I can, vaguely, imagine them naming the lower-end version of the A18 "A17+" or similar. But I'd bet against it.

Am I missing something here?
It’s plausible to me only if, when they designed A17, they used a ”least common denominator” set of design rules so that it would work with both processes. This seems very unlikely to me because my understanding is that Apple uses TSMC’s standard cell library instead of creating its own (at least they did as of a year or two ago).
 
My money is on one actual A18 in two variants with both a CPU and a GPU core cut on the regular version. Though I guess how much they cut is also yield dependent. 8GB ram in both to support Apple intelligences.
 
I agree that doesn’t make a lot of sense. Where did you see this? The latest rumor, with evidentiary support, seems to be that there will be one A18 chip. There is the possibility that Apple may bin said chip into separate A18 and A18Pro versions but it’ll all be A18.
Yes, I saw that article. It makes much more sense!

I no longer remember where I saw the rumor about reimplementing the A17 on N3E but it must have been either MR, AI, or their fora (though I don't spend a lot of time reading there, SNR is bad), and I think it sourced Gurman thoughit could have been Kuo or another of that ilk.
 
Yes, I saw that article. It makes much more sense!

I no longer remember where I saw the rumor about reimplementing the A17 on N3E but it must have been either MR, AI, or their fora (though I don't spend a lot of time reading there, SNR is bad), and I think it sourced Gurman thoughit could have been Kuo or another of that ilk.

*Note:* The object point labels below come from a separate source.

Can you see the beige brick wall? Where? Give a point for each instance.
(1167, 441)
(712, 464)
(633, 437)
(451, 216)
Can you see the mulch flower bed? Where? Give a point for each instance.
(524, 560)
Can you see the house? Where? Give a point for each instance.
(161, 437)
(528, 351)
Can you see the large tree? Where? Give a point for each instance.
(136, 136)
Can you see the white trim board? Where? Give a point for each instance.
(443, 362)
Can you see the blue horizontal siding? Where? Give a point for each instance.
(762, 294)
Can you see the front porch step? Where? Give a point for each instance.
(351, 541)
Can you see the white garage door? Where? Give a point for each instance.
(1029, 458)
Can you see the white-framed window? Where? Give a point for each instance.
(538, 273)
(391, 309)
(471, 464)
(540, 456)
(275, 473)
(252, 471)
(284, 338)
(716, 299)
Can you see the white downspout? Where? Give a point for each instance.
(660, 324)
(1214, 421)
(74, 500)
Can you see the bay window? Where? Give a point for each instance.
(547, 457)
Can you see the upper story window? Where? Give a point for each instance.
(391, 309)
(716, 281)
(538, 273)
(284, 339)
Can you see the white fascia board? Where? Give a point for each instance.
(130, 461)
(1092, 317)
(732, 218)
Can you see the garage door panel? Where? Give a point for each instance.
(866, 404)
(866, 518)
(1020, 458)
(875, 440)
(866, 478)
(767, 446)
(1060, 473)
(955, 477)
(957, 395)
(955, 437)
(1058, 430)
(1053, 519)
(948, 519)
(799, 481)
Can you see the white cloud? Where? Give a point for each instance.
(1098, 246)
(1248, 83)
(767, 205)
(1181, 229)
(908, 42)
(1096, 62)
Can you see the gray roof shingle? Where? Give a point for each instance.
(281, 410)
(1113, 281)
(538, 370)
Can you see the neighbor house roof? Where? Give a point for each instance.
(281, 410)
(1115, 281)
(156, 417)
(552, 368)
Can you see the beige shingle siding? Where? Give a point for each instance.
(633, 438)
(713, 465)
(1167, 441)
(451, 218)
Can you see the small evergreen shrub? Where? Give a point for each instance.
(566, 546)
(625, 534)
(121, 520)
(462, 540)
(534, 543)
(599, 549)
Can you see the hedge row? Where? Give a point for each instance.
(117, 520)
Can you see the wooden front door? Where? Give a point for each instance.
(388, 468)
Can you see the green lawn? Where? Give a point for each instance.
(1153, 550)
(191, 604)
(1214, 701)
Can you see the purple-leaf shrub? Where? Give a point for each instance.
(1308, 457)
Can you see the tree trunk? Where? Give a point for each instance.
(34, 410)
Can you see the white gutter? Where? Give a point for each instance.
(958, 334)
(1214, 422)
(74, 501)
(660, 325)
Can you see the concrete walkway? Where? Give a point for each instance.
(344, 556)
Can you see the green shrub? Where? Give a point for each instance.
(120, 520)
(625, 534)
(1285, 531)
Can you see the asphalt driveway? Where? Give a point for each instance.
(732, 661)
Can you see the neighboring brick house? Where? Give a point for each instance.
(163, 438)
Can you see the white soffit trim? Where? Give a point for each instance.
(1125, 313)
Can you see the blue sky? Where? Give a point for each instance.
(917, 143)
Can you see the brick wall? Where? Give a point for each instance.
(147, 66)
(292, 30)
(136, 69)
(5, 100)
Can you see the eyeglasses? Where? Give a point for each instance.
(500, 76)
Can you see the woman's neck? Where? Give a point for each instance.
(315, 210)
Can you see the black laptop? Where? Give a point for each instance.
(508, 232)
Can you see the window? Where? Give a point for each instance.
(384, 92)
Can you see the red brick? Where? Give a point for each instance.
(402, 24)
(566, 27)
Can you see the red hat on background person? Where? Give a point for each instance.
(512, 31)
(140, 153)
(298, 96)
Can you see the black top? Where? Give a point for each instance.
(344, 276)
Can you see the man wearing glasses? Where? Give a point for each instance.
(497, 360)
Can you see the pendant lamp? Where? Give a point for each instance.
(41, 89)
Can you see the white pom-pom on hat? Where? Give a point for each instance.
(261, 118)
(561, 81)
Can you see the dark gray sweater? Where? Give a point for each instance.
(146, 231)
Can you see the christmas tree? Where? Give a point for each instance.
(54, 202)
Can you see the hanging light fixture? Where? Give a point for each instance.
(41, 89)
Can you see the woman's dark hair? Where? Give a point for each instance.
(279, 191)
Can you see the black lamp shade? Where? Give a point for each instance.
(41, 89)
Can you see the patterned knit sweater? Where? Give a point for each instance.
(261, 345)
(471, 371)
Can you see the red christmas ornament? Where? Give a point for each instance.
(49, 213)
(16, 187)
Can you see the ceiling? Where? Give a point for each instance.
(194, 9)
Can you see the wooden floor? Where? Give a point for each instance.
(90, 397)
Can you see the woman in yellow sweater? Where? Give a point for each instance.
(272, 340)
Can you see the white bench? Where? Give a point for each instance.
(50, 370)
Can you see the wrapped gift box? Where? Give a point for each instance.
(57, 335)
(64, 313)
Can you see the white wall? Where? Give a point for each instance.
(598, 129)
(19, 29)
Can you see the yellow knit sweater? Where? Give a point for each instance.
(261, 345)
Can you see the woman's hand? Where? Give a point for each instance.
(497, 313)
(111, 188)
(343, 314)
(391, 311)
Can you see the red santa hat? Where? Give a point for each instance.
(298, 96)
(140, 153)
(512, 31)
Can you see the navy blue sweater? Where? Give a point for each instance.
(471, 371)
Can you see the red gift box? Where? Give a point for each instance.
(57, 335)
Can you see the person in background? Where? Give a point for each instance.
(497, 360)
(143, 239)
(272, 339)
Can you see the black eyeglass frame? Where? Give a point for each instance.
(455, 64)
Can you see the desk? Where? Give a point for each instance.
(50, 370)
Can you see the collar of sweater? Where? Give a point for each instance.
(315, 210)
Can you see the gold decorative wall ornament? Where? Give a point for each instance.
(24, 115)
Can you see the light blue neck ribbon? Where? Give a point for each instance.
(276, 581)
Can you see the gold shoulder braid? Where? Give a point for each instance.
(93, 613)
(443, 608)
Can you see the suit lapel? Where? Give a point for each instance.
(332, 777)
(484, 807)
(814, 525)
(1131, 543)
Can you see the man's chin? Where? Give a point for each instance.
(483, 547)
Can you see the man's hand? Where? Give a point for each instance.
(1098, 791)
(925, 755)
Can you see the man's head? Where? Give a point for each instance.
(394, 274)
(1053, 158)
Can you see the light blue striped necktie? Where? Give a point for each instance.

Forum denizens generally don’t understand that most of the work in designing a chip is in the physical design - generating the polygons for a particular process. Typically we got 95%-ready RTL handed to us after a month or two once the project started. After that, the RTL folks mostly dealt with bugs and with making changes requested by the physical design folks to make the damned thing implementable and fast enough. (As far as I can remember, I never wrote the actual RTL. I designed some of the ISA, then skipped right over RTL and dealt with physical implementation. Weird, now that I think about it. At Sun I probably wrote my own RTL but I was only there for a few months). Anyway, probably 80-90% of the duration of the project is iterating on the physical design. So when you get handed a new process node, there is an awful lot of work to do unless you can just uniformly shrink everything (and even then, you still have to change a lot because wire thicknesses and voltage seldom scale with the lateral geometries.)